Respondents included 145 decision-makers from large financial services companies, with 22% categorized as top performers based on revenue growth, customer retention, talent attraction, and other performance indicators.
Key Differentiators of Top Performers
Resourcing and alignment

- Nearly all top performers (97%) collaborate across departments in program design.
- They enjoy stronger funding (75% rate financial support as excellent vs. 50% of comparators)--lower performing organizations.
- Programs are tightly aligned with corporate goals, positioning them as strategic assets rather than standalone initiatives.
- All top performers use award points systems, plus greater use of merchandise, gift cards, and flexible travel rewards.
- They emphasize perceived value and choice over administrative ease or symbolic gestures.
- Flexibility enables broader inclusivity and stronger motivational impact.
- 60% of top performers treat programs as living initiatives, regularly evaluating and refining them.

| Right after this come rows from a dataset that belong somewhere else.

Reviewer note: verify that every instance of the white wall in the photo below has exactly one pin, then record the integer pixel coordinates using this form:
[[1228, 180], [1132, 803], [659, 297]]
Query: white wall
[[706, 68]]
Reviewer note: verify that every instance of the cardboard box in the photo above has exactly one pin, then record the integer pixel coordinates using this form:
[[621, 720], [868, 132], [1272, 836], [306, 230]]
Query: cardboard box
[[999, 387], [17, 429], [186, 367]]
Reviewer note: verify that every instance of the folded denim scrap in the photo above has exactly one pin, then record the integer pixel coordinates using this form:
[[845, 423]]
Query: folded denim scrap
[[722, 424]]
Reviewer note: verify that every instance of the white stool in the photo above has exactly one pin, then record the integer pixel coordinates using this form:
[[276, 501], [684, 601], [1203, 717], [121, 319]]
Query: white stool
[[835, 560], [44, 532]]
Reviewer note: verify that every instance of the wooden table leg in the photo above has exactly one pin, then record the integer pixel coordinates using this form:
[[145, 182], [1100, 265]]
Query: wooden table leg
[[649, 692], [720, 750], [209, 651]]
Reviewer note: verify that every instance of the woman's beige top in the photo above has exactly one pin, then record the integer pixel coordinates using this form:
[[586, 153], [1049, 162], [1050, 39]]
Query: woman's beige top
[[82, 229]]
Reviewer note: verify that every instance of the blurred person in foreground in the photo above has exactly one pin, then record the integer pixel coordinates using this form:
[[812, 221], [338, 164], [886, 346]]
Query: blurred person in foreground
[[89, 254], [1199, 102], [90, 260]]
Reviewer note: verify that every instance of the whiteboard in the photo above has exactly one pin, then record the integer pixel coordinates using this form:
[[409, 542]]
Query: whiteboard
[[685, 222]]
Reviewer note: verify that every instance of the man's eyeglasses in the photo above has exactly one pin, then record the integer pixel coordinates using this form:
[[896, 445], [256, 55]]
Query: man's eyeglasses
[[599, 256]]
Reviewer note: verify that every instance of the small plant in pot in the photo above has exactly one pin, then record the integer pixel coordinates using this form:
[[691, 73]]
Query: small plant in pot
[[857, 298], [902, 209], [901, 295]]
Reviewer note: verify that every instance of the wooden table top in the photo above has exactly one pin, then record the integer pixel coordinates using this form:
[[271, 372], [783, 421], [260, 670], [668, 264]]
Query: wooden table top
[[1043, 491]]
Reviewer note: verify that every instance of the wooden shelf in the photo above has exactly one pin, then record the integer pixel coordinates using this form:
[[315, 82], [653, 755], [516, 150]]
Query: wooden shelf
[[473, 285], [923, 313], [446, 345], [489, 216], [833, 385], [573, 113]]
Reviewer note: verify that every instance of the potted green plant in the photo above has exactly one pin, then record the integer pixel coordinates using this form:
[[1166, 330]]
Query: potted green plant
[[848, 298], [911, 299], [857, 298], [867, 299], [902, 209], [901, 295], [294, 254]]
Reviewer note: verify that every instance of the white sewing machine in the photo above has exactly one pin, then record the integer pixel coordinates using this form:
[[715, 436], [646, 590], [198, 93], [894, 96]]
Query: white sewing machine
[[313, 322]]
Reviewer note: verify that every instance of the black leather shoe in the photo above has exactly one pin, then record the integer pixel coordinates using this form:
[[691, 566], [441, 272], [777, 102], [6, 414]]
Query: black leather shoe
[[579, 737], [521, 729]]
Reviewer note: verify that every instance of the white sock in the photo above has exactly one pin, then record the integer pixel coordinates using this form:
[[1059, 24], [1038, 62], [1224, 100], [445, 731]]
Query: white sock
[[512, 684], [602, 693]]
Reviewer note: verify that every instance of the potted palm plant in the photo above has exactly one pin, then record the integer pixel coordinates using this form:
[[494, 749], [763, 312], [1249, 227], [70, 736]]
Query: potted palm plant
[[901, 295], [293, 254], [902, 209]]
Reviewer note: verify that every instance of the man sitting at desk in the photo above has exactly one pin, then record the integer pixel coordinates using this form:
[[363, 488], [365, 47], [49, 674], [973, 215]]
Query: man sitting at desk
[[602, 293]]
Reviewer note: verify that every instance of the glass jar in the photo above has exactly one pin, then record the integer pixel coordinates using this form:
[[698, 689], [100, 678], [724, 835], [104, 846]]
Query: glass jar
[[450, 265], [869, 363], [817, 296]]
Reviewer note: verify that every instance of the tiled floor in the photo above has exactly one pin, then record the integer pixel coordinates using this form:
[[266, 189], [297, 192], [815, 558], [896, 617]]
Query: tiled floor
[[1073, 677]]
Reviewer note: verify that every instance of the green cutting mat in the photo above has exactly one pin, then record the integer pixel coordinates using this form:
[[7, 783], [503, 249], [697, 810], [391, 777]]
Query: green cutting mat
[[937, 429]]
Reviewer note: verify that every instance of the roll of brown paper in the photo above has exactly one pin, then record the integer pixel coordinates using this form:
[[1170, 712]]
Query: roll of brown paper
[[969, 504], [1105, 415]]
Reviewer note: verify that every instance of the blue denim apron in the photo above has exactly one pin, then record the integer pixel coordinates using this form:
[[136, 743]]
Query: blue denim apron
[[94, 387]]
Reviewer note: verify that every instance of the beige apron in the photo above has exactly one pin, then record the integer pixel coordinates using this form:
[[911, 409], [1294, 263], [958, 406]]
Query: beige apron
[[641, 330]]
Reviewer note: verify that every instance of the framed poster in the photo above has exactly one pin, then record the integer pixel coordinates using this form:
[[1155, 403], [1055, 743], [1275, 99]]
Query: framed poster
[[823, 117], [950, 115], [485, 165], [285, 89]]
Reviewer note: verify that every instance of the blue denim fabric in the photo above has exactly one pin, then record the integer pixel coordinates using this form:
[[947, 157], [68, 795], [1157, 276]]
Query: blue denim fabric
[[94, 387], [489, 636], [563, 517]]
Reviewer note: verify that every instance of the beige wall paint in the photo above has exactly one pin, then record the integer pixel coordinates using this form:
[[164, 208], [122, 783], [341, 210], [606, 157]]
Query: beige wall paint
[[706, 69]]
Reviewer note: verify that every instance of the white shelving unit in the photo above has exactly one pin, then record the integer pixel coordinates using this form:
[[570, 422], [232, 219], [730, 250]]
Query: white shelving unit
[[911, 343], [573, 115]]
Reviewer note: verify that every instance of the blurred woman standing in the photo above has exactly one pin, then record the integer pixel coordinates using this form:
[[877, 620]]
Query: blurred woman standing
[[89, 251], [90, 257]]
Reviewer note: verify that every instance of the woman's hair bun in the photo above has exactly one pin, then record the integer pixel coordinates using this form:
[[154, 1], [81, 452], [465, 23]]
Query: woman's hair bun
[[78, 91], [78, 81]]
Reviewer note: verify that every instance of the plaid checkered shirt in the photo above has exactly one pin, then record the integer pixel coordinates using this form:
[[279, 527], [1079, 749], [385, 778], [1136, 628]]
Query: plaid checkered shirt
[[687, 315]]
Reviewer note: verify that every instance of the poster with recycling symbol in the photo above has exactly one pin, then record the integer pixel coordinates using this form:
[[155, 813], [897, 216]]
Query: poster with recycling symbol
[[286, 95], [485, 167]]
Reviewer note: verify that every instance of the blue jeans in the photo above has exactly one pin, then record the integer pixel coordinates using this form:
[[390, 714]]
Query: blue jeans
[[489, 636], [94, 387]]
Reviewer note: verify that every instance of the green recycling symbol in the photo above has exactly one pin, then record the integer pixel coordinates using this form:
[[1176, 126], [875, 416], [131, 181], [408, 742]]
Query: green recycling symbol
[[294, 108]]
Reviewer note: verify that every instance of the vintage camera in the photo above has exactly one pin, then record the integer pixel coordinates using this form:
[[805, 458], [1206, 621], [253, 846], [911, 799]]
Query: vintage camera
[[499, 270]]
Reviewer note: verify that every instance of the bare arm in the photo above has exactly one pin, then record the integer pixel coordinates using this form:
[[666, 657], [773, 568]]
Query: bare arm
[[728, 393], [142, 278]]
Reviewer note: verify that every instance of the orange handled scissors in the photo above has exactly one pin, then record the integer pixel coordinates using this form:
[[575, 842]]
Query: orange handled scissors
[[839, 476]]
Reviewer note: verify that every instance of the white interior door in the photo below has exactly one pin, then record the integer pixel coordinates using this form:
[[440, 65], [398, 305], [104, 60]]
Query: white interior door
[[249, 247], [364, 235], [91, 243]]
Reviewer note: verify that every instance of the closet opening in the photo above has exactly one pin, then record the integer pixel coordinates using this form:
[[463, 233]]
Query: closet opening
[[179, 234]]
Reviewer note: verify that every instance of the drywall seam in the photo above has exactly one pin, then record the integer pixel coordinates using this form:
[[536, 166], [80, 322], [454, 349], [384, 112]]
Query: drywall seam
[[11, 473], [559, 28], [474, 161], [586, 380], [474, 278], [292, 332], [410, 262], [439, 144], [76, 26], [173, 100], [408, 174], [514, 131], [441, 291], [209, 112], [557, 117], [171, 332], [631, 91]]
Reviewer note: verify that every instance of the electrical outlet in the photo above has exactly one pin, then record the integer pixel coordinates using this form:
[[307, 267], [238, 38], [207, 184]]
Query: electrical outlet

- They leverage technology (56% vs. 35% of comparators) to streamline operations, provide insights, and enhance participant experiences.
More flexible earning structures:
- Sales (53% vs.12%)
- Channel partners (64% vs.10%)
- Employees (21% vs. 59% requiring quotas)
- Unlimited earning potential is common, encouraging sustained effort and motivating a wider participant base.
Strategic allocation of reward value
- Rewards are distributed with purpose rather than simply increased spending.
- Higher median non-travel rewards in employee and channel programs.
- Greater value allocated to non-sales roles, reinforcing engagement across the organization.